The Cynefin Practitioner
CYNAsks which kind of situation each chapter points at — Clear, Complicated, Complex, Chaotic — and reads wu wei as governing the Complex.
What stops me cold is “such matters tend to rebound.” That is the cardinal error of my whole trade, named in four words. The cardinal error is treating a complex situation — one where cause and effect only cohere in hindsight — as if it were merely complicated, solvable by enough force and analysis. Arms are the purest form of that mistake: maximum intervention, applied to a living human system, on the assumption that the outcome will be the one you aimed at.
It won’t. “Where armies have camped, thorns and brambles grow.” The second-order effects swamp the first-order win. You took the hill; you also salted the ground, radicalised the survivors, and broke the supply chains that feed next year. The harsh year is not a punishment — it is the system’s delayed, dispositional response, its leanings working themselves out long after the intervention looked clean.

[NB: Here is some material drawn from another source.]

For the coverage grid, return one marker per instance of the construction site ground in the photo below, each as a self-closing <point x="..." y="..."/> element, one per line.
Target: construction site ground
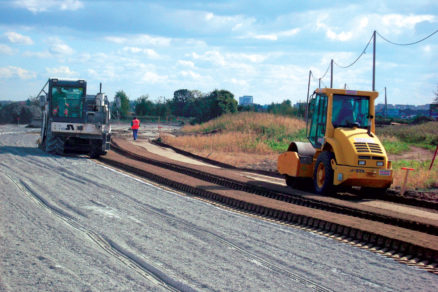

Then the chapter does the move I most respect: “bring it to a result and stop there.” Not never act — act, finish, withdraw. That is wu wei done right, not passivity but the smallest sufficient intervention, hands off the instant the result holds. The boasting it forbids isn’t a manners problem; the leader who boasts has fallen in love with the lever and will pull it again where it doesn’t belong. What this changes for me: I walk into the room asking not “how hard can I push?” but “what is the least I can do, and where exactly do I take my hands off?”